Mit Soja- oder eben Ackerbohnensauce ist es für Marxer vermutlich nicht getan – diesen Eindruck bekommt zumindest, wer einen Blick in seinen «Stall» wirft. So nennt Marxer zurzeit den kleinen Raum hinter den Plastiktonnen, in dem er die Temperatur so reguliert, dass der Aspergillus oryzae unter idealen Bedingungen arbeiten kann. Hier hat Marxer in Kleinbehältern Versuche für Miso-Paste angesetzt: unter anderem mit Baumnussmehl, Hafer oder Gelberbsen. Eine Variante aus Ackerbohnen reift bereits in einem mit Steinen beschwerten Holzfass. «Das ist eine reine Bohnen-Miso», sagt Marxer, «drei Jahre wird es dauern, bis sie ihren vollen Geschmack entwickelt hat.»

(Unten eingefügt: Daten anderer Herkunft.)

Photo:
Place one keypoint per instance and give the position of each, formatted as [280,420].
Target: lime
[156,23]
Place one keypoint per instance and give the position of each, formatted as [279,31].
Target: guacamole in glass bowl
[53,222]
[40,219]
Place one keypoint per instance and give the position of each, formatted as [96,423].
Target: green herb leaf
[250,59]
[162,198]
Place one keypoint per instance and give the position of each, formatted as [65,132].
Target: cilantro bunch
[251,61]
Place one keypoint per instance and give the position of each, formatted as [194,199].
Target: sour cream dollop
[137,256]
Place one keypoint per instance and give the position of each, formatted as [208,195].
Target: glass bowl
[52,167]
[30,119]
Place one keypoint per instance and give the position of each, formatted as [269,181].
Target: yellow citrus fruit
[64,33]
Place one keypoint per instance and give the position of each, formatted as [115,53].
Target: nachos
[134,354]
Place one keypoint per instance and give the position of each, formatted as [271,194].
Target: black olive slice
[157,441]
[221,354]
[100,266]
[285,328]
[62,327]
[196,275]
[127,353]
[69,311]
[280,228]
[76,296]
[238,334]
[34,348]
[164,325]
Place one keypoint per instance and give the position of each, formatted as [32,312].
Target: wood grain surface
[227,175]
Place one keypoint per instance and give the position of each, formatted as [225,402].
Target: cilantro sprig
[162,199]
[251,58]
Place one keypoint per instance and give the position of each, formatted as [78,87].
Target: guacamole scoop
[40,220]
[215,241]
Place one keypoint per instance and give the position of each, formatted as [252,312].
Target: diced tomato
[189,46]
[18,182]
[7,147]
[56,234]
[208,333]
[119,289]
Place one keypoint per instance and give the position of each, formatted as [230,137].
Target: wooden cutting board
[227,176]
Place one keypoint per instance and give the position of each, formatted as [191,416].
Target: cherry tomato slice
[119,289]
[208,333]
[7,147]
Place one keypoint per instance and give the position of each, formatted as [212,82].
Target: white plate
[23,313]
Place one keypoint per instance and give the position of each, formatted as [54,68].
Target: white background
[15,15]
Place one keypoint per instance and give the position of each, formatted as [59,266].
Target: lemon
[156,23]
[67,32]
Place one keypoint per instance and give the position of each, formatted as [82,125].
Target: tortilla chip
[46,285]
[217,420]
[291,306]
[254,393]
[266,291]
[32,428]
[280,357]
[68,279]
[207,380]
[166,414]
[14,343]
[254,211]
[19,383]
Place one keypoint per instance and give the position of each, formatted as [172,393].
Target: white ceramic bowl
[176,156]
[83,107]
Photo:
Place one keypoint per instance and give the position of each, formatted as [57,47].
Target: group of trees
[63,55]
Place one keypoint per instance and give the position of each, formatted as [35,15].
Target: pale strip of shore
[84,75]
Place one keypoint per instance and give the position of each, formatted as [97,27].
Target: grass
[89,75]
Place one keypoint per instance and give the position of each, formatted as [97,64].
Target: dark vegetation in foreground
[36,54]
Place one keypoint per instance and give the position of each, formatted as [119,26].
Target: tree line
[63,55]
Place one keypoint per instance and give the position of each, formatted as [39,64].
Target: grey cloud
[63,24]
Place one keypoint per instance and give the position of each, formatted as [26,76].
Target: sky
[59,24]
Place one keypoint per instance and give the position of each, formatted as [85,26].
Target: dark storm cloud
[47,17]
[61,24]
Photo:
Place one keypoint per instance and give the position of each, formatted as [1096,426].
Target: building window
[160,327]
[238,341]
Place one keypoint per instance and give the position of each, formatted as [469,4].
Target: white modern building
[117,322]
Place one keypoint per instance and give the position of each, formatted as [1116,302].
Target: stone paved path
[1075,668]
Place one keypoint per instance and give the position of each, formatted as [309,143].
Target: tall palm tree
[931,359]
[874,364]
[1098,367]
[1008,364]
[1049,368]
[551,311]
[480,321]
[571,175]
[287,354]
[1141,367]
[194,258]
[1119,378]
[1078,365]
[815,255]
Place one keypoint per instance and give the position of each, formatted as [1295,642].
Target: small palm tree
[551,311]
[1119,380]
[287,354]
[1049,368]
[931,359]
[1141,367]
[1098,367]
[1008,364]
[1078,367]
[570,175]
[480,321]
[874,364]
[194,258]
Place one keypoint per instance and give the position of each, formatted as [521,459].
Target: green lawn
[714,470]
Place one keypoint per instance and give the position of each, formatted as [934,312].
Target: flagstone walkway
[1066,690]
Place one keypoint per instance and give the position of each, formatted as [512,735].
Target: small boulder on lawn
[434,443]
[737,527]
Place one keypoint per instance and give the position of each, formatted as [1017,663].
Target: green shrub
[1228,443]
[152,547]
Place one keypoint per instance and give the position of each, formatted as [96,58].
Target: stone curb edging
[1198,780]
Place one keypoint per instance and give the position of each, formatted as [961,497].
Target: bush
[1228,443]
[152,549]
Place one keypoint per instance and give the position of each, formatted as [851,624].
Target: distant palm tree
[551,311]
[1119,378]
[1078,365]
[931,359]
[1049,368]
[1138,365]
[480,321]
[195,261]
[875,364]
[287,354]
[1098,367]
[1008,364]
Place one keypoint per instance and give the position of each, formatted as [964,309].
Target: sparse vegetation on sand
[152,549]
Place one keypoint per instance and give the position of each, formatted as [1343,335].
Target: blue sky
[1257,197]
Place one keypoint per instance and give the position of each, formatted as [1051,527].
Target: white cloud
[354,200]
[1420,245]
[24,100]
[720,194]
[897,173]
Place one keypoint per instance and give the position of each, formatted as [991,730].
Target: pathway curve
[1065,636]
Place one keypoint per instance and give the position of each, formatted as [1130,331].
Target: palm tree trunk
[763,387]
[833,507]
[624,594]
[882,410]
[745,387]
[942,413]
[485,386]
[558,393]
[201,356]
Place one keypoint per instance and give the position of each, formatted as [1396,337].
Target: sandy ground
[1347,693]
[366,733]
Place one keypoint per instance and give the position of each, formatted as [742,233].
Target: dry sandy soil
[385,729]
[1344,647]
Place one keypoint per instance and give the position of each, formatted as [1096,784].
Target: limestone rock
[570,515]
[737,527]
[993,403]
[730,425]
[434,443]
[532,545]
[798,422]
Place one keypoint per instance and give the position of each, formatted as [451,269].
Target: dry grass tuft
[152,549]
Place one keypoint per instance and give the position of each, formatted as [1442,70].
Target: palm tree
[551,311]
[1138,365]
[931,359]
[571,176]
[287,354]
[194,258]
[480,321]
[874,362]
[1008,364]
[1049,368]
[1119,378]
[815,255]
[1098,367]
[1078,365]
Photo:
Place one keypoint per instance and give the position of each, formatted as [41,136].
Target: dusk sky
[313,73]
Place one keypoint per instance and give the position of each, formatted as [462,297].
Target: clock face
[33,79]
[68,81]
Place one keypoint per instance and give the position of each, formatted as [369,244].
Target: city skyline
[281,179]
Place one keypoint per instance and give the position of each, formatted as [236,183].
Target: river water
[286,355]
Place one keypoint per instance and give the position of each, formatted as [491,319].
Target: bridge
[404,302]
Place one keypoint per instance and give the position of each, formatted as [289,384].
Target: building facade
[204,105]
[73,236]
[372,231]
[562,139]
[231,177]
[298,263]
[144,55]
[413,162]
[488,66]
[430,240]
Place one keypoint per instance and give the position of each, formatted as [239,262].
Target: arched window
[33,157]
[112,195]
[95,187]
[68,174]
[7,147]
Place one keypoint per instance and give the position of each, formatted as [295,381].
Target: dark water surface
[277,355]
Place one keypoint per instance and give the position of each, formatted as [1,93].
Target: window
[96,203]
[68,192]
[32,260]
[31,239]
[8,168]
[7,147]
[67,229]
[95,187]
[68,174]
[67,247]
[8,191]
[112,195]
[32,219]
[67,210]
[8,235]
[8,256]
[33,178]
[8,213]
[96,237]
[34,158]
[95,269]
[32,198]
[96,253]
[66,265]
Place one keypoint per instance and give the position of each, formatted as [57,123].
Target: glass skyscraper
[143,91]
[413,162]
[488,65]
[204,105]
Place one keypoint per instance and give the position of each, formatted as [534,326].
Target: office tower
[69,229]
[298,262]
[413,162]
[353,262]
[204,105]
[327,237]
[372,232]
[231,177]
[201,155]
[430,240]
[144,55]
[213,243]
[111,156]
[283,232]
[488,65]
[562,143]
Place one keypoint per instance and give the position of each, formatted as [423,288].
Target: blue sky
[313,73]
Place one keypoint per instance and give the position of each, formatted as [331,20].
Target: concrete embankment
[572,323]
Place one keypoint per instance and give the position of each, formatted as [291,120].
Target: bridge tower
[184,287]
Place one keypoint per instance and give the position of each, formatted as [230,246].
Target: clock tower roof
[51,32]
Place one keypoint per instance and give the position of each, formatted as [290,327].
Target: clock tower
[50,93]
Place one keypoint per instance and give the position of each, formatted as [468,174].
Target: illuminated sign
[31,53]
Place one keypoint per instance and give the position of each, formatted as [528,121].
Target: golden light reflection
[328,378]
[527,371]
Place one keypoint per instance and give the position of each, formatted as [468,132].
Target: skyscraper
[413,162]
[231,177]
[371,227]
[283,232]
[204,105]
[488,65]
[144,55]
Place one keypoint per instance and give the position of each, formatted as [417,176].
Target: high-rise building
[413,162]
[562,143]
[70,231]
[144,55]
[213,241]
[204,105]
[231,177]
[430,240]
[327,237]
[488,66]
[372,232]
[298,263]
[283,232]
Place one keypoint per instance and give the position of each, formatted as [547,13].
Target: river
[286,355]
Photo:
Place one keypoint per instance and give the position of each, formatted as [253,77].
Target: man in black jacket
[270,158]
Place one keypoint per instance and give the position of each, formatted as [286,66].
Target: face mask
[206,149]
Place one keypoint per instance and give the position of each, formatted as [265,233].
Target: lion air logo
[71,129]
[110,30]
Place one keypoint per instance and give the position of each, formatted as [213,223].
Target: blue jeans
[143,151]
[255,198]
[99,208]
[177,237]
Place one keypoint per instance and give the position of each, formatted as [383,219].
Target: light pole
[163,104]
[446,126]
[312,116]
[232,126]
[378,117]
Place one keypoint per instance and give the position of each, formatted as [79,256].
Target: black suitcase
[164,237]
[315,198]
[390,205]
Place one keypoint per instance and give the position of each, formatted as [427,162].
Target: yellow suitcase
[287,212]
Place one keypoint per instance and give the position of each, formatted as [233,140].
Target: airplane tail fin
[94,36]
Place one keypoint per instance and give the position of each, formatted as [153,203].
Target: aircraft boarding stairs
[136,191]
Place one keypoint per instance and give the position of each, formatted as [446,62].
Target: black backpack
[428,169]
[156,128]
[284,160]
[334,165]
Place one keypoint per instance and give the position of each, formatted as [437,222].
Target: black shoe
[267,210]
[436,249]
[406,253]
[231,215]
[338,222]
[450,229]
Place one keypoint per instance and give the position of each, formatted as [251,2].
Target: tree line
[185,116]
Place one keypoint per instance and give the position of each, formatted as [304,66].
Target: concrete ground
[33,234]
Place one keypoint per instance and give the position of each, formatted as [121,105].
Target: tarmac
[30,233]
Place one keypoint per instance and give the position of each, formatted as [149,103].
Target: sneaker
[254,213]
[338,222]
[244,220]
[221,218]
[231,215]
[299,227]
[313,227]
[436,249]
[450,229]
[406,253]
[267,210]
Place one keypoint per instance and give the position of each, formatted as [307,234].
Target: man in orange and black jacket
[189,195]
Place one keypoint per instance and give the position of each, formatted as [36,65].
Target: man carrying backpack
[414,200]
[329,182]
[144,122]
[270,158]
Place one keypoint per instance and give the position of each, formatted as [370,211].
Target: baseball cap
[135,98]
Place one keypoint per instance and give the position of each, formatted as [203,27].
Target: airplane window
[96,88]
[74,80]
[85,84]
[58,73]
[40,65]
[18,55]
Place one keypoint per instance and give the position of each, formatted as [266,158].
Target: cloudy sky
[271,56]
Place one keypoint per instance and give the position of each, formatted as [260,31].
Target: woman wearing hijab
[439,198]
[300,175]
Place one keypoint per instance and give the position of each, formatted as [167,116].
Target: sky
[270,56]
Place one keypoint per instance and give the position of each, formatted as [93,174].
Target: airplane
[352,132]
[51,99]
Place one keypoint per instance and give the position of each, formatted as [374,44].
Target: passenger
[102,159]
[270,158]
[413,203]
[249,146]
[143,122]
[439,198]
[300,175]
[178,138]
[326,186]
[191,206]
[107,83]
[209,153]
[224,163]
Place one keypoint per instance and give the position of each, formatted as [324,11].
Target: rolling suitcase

So lange muss zum Glück nicht warten, wer von Marxers Ackerbohnensauce kosten will. Die rund 260 Liter, die er und sein Team produziert haben, sollen voraussichtlich im September dieses Jahres in den Verkauf kommen. Demnächst stehen die ersten Laboruntersuchungen an. «Wir befinden uns also noch in der klinischen Phase», sagt Marxer und lacht, «aber da bin ich zuversichtlich.» Den Gaumentest besteht die Sauce aus Fass vier – sie ist einen Monat gereift – auf jeden Fall: Sie belohnt die Sinne mit herzhaften, vollmundigen Noten, die unverkennbar an das Original aus Japan erinnern.

Einzigartig machen die Sauce von Marxer nicht nur ihre Ingredienzen – es gibt bisher kein Sojasaucen-Pendant helvetischer Provenienz –, sondern auch die Tatsache, dass sie probiotisch ist, dass sie also lebende Mikroorganismen enthält, denen eine bekömmliche Wirkung auf den Körper nachgesagt werden. Auf die Bohne ist Marxer nicht ohne Grund gekommen. «Die pflanzenbasierte Ernährung nimmt zu», sagt er, «entsprechend möchten wir unseren Fokus erweitern. Fleisch wird natürlich weiterhin eine gewichtige Rolle spielen, aber ich kann mir gut vorstellen, dass Das Pure in ein paar Jahren auch eine vegane Molkerei betreiben wird.» Weitere Experimente seien jedenfalls geplant, stellt Marxer in Aussicht. So will er zum Beispiel das kulinarische Potenzial heimischer Erbsen und Bohnen ausloten und hat sich zu diesem Zweck mit dem Getreidezüchter Peter Kunz aus Feldbach zusammengetan. Vom rechten Zürichseeufer kommen auch die Ackerbohnen fürs Sojasaucen-Pendant. «Hierzulande sind Ackerbohnen nur als Futtermittel gefragt», sagt Marxer. «Es wäre ein schöner Nebeneffekt, wenn Bauern durch Projekte wie unseres attraktivere Abnehmer für diesen Rohstoff hätten.»